From bedding to bonsai, there's something for everyone in this genus

- VICTOR LAZZARI

the many Pleasures of Plectranthus

What if I told you that there was a group of plants as pretty as the salvias, as pest-resistant as the salvias, as versatile and adaptable as the salvias—but they’re not salvias? “Lies!” you exclaim. “He’s crazy. Cray-cray!”

And you know what? Guilty as charged—I am indeed crazy. Crazy about plectranthus, that is!

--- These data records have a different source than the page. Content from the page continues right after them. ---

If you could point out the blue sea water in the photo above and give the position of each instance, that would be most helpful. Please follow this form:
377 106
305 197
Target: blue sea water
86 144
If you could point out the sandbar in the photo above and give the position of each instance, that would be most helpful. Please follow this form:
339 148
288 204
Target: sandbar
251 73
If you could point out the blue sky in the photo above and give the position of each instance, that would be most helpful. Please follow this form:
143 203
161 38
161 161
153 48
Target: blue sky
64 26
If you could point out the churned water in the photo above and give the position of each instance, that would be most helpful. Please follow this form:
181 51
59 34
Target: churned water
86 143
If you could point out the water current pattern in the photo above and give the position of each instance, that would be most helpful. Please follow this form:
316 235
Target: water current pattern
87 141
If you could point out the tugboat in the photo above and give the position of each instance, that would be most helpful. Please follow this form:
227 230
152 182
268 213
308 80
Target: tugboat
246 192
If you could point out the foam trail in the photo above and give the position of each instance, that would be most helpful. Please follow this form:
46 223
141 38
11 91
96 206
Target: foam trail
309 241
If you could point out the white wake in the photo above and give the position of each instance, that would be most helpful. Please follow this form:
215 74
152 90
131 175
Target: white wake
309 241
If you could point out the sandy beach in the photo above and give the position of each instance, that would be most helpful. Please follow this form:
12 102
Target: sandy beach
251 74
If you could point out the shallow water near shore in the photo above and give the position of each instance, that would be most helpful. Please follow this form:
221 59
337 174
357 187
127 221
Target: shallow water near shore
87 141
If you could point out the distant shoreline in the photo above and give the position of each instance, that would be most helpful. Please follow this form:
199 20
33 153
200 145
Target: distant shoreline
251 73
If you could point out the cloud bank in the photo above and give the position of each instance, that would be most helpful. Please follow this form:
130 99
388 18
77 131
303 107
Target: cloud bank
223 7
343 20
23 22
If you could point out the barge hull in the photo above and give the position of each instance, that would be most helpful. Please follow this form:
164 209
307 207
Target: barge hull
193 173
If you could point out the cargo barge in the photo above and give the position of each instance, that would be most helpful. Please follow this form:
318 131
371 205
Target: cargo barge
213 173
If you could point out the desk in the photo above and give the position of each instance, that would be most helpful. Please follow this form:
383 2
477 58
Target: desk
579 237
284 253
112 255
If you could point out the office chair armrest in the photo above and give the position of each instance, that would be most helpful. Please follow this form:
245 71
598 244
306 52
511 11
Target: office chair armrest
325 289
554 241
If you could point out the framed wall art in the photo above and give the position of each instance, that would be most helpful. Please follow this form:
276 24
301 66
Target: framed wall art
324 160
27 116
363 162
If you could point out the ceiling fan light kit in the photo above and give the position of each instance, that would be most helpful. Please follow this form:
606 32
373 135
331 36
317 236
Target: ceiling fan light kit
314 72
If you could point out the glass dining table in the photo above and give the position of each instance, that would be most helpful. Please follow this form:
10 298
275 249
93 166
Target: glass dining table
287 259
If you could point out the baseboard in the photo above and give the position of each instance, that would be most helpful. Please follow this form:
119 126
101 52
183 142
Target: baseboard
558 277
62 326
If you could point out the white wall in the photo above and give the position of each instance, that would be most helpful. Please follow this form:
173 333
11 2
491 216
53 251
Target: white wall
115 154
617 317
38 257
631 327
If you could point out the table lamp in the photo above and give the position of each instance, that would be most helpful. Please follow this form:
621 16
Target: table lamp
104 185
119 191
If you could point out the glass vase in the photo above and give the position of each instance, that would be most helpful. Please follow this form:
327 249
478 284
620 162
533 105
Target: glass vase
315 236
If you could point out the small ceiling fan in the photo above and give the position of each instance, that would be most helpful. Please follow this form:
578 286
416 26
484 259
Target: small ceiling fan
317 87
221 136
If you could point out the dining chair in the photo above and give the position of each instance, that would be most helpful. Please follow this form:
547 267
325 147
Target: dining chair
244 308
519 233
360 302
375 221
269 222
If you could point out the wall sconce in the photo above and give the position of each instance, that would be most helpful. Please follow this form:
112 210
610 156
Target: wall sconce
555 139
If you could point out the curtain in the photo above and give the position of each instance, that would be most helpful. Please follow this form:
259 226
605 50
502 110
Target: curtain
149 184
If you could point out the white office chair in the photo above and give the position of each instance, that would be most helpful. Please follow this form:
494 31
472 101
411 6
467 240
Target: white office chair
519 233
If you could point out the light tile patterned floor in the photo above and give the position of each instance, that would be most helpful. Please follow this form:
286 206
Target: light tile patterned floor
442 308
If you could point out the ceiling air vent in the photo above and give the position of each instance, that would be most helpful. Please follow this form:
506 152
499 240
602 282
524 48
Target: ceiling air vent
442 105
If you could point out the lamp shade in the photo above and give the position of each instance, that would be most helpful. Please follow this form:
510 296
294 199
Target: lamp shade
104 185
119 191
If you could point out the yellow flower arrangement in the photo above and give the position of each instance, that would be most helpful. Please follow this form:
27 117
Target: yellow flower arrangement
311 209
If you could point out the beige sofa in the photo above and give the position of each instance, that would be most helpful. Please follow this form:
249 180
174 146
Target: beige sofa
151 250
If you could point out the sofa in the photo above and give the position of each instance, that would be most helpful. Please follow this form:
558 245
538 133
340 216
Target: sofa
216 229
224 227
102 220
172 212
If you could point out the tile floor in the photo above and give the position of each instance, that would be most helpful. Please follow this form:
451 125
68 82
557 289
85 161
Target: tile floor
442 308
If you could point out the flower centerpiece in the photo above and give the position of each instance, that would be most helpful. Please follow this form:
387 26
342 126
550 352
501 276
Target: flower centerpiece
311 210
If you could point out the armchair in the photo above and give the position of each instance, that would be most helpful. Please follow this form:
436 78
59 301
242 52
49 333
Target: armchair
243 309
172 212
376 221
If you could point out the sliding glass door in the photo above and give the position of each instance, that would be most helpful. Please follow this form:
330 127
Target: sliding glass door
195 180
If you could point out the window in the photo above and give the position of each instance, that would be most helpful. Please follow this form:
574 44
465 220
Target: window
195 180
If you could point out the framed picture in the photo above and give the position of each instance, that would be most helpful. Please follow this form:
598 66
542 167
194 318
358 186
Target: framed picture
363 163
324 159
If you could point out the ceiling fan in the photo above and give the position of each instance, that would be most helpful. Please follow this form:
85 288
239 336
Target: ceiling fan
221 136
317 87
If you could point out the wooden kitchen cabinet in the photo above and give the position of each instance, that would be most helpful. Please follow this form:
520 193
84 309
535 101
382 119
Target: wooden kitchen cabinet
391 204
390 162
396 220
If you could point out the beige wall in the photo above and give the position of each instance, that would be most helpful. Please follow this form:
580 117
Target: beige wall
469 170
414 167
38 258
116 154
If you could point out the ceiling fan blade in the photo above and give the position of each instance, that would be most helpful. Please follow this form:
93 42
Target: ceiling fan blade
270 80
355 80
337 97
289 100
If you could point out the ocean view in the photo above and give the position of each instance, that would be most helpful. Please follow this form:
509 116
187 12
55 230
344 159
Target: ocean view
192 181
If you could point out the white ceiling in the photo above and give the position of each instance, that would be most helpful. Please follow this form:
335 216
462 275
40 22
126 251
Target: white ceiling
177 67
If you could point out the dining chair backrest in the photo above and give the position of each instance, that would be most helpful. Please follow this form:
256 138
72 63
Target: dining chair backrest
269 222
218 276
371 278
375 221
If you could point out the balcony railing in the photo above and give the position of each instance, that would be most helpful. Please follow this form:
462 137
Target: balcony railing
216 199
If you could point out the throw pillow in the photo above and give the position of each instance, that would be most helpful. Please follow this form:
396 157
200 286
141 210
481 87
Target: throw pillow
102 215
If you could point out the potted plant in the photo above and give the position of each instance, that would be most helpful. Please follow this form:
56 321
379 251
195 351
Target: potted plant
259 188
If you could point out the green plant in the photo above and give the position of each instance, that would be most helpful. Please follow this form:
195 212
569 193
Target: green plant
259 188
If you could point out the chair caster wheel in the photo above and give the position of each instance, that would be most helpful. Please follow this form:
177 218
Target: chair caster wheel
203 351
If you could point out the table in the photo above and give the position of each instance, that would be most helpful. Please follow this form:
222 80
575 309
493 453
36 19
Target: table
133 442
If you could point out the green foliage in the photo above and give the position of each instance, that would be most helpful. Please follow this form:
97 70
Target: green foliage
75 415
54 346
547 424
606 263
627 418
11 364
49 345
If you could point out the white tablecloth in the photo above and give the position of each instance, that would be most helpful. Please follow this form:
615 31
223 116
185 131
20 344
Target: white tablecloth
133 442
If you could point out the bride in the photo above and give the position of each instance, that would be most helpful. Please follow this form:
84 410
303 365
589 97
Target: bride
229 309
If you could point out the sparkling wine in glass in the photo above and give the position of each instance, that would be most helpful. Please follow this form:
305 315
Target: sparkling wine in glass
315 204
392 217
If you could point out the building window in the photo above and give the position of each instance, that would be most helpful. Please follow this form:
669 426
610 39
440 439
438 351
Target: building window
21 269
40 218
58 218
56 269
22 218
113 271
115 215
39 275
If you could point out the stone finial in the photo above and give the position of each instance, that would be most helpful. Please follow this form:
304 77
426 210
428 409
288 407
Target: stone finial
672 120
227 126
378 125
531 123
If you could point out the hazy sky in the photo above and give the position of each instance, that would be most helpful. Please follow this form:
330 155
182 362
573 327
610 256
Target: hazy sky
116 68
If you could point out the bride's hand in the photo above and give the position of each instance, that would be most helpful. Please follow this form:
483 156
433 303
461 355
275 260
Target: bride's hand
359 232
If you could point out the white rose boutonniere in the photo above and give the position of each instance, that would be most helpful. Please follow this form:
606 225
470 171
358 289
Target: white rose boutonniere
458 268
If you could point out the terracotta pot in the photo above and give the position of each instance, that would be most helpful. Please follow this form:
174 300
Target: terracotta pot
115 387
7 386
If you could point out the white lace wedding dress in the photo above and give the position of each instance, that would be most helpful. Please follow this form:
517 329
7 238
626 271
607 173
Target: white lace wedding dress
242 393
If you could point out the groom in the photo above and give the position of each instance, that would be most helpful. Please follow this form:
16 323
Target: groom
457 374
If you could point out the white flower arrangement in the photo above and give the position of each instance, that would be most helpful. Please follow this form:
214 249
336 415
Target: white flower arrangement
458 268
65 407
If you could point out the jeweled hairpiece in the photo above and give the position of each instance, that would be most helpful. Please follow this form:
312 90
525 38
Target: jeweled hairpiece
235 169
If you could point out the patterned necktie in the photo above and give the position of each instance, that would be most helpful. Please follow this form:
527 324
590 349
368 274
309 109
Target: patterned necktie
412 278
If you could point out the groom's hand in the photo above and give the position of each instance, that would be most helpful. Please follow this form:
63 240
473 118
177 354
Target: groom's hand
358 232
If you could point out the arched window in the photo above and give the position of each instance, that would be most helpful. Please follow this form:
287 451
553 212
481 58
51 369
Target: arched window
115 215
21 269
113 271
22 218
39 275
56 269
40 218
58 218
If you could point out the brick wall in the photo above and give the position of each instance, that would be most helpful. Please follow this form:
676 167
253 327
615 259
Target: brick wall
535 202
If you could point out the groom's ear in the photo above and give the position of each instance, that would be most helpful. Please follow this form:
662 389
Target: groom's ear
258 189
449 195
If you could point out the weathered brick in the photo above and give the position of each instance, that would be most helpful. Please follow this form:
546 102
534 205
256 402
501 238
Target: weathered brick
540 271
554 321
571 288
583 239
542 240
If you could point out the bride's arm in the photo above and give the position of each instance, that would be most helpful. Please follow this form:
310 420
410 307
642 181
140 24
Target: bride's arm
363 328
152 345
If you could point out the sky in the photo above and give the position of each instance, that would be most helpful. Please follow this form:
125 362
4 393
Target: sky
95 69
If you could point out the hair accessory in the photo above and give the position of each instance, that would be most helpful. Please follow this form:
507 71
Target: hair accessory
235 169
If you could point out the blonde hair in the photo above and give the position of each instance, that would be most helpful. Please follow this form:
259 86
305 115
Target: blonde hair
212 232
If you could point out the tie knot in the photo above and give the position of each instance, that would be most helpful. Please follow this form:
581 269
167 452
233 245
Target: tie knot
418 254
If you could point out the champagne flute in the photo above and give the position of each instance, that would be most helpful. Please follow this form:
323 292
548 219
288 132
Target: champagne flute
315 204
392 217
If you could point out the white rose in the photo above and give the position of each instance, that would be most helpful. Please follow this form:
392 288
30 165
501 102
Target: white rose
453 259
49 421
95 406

Plectranthus is a diverse genus of plants in the Lamiaceae, or mint family, first recorded by the French botanist Charles Louis L’Héritier de Brutelle in the 1700s. The genus displays most of the telltale Lamiaceae characteristics: square stems, oppositely arranged leaves and bilabiate (two-lipped) flowers similar to those of their salvia cousins, as well as beebalm, agastache and others in the family. Many plectranthus have a pointed spur at the base of each individual flower, which led to “spurflower” becoming a common name for some of them. There are about 85 species distributed across tropical and subtropical regions of the Old World, with Africa, Asia and Australia being prominent plectranthus hotbeds.

image1. The plectranthus colloquially known as Ecklon's spurflower (foreground; cultivar 'Tommy) matures to resemble a lilac shrub in USDA Zone 9 and warmer. Elsewhere it might be tried as a large container plant to winter under cover.